Procrastination and individual differences
Many psychologists divide personality traits into five categories, called the Big Five or the Five Factor Model (FFM). These five traits are openness, conscientiousness, extraversion, agreeableness and neuroticism (OCEAN). Of these, Steel explores neuroticism and conscientiousness most closely in relation to procrastination.
Neuroticism is closely associated with worry, irrational beliefs and low self-esteem. Irrational beliefs are those that cannot easily be proved or disproved to the individual, such as, “I am inadequate” or “this task is too hard.” In fact, since personality traits have a genetic component, it is all too tempting to think “I can’t overcome my biological programming” and give up! Procrastinating can also create a negative feedback loop that makes future procrastination even more likely. In other words, “I failed last time, why even try this time?”
Conscientiousness refers to distractibility, organization, motivation, and follow-through (aka willpower). Those who procrastinate may be easily distracted and disorganized. And while highly conscientious individuals enjoy hard work for its own sake and are therefore more likely to follow through, it is possible that the opposite is true for procrastinators.
Honey’s tip: Positive self-talk may help you gain self-esteem and the courage to try. And implementing systems (such as setting up auto-pay for your bills) means that you don’t have to worry so much about getting distracted or not following through. We only have so much willpower, and setting some things up to be done automatically reserves your mental energy for the tough stuff.
Some good news: Procrastination and demographics
The good news is that we tend to procrastinate less as we age. This is likely due to a variety of factors. Steel suggests that, over time, we develop strategies to avoid procrastination and foster good habits. This sounds likely to me — certainly I’m more responsible now than I was a decade ago.
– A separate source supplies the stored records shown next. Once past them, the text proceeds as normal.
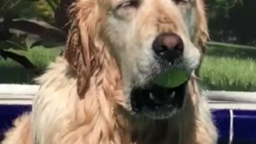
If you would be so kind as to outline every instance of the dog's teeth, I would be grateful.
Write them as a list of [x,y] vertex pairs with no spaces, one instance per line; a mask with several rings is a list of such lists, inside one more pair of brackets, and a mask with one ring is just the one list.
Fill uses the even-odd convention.
[[172,94],[171,94],[171,98],[173,98],[175,96],[175,91],[173,91]]
[[154,98],[154,95],[151,93],[149,93],[149,98],[150,98],[150,99],[152,100],[155,100],[155,98]]

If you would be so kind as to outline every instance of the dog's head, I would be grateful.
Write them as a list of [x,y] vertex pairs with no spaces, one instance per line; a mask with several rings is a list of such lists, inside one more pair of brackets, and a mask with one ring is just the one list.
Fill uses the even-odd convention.
[[191,74],[198,66],[208,38],[202,1],[76,3],[66,57],[77,73],[78,94],[84,95],[90,78],[103,69],[118,69],[123,108],[154,119],[171,117],[182,106],[187,82],[166,89],[152,81],[167,69]]

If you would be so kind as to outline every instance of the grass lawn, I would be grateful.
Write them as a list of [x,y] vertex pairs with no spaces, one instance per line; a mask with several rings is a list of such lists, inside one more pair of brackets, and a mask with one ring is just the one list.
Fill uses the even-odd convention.
[[[44,68],[60,52],[58,48],[37,47],[18,53]],[[256,91],[256,50],[209,47],[200,73],[206,89]],[[0,83],[33,83],[32,80],[19,64],[11,60],[0,60]]]
[[[60,49],[34,47],[28,51],[13,51],[16,53],[26,55],[35,66],[41,69],[45,68],[49,62],[54,60],[60,54]],[[33,84],[33,77],[29,74],[19,63],[11,59],[0,59],[0,83]]]

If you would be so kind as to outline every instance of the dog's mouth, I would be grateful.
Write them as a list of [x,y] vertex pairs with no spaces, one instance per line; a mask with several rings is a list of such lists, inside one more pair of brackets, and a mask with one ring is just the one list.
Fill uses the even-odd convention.
[[132,110],[155,119],[170,118],[183,105],[187,84],[187,81],[171,89],[155,84],[147,88],[134,88],[131,94]]

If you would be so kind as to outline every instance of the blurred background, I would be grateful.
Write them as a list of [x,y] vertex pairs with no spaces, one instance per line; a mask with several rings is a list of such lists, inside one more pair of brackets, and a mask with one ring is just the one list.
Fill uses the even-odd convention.
[[[34,84],[65,46],[73,0],[0,1],[0,83]],[[256,91],[256,1],[206,0],[210,90]]]

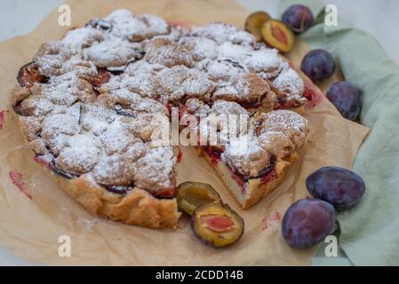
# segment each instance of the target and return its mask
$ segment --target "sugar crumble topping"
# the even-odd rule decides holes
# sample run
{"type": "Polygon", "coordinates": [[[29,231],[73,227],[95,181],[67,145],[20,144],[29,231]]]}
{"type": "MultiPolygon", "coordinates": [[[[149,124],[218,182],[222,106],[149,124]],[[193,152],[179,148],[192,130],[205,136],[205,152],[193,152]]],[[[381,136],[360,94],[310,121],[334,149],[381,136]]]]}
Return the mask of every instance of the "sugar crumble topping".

In addition, I believe it’s possible that once you’ve done something successfully once, it becomes harder to believe that you’re too inadequate or the task is too difficult. Just like procrastination can become a negative feedback loop, successfully completing tasks can lead to positive feedback loops where you don’t dread the task so much next time. Learning more about a task may also help decrease task aversiveness and worry.
I’d also suggest that we view time differently as we age. When I took stock of 2013, I noted that:
They say that the reason time seems to speed up as you get older is because each day/month/year is a smaller fraction of the time you’ve been alive. For example, a year seems a lot longer when it’s 10 percent of your life instead of less than 3 percent.
As a result of this shift in perceptions, I think it’s possible that we become more sensitive to the “timing of rewards and punishments” task characteristic. In our 20s, knowing that a task needs to be completed a year from now might seem so far off as to be almost unimaginable. In our 40s and 50s, a year from now seems just around the corner, so we might be more likely to take action right away.
Have you ever had problems with procrastination that had a significant negative impact on your financial life? How did you overcome it?